Lessons from AWS Incident Reports (COE) - How Past Major Outages Shaped Design Principles

Analyze the root causes of past major incidents including the S3 outage, us-east-1 DNS failure, and Kinesis outage from AWS's published Correction of Errors (COE) and incident reports, and explain how they changed AWS's design principles.

約 6 分で読めます最終更新: 2026-03-15

The Cultural Background Behind AWS Publishing Incident Reports

When major outages occur, AWS publishes Post-Event Summaries. Internally called Correction of Errors (COE), these documents provide detailed accounts of the incident timeline, root cause, impact scope, and preventive measures. While many companies limit incident disclosure to the bare minimum, AWS publishes detailed incident reports based on one of Amazon's Leadership Principles: "Customer Obsession." Concealing the causes of failures may protect corporate image in the short term, but it erodes customer trust in the long run. AWS believes that transparency about failures is essential for building trust, and this stance has influenced the incident reporting culture across the industry. Google's SRE team's published postmortems and Cloudflare's detailed incident reports were also inspired in part by AWS's transparency.

The 2017 S3 Outage - The Day a Typo Took Down Half the Internet

On February 28, 2017, a major outage lasting approximately four hours occurred in S3 in the us-east-1 region. The cause was an operator executing a command that shut down more servers than intended during debugging of S3's billing system. Specifically, while intending to stop a small number of servers, a typo caused the majority of S3's index subsystem (which manages object metadata) and placement subsystem (which manages physical data placement) to be shut down. S3 is one of the most widely used services in us-east-1, and countless services and websites that depend on S3 were cascadingly affected. Ironically, AWS's Service Health Dashboard itself depended on S3, so even the display of outage status failed to function properly. AWS drew multiple lessons from this incident. First, implement rate limits on large-scale change operations (set an upper limit on the number of servers that can be stopped at once). Second, redesign the Service Health Dashboard to not depend on S3. Third, optimize the index subsystem restart procedure to reduce recovery time. These improvements were incorporated into subsequent S3 operations.

The 2020 Kinesis Outage - How Adding Frontend Servers Triggered a Cascading Failure

On November 25, 2020, a Kinesis Data Streams outage occurred in us-east-1, cascading to numerous services including CloudWatch, Lambda, Cognito, and API Gateway. The root cause was the addition of Kinesis frontend servers. Kinesis frontend servers were designed so that each server maintained threads with every other frontend server. As the number of servers increased, the number of threads each server maintained grew quadratically. On this day, when frontend servers were added during routine capacity expansion, the thread count reached the OS thread limit, preventing new connections from being accepted. The outage spread widely because CloudWatch internally used Kinesis. When CloudWatch stopped functioning, metrics collection and alarms for other services ceased, causing secondary damage by delaying failure detection and response. The lessons from this incident were the importance of managing inter-service dependencies and designing so that control plane failures don't cascade to the data plane. AWS subsequently changed Kinesis's frontend architecture from a thread model to an event-driven model.

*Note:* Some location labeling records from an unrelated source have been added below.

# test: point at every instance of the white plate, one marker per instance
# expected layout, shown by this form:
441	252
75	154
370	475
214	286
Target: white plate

The 2021 us-east-1 Network Outage - What Internal Network Congestion Taught Us

On December 7, 2021, a network outage lasting approximately five hours occurred in us-east-1. A latent bug in AWS's internal network device auto-scaling system caused network devices to become overloaded when more traffic than usual flowed into the internal network. A distinctive feature of this outage was that the AWS Console itself became difficult to access. Since the AWS Management Console is hosted in us-east-1, resource management and outage status checking via the console became impossible. CLI and SDK API calls also experienced delays and timeouts due to internal network congestion. This incident reaffirmed the importance of the design principle of "separating control plane and data plane." The data plane (actual data reads and writes) requires higher availability than the control plane (resource creation, modification, and deletion). After this outage, AWS strengthened internal network isolation to prevent control plane failures from cascading to the data plane. Lessons for users include the importance of multi-region design and the need for operational procedures that don't depend on the AWS Console (pre-prepared CLI scripts).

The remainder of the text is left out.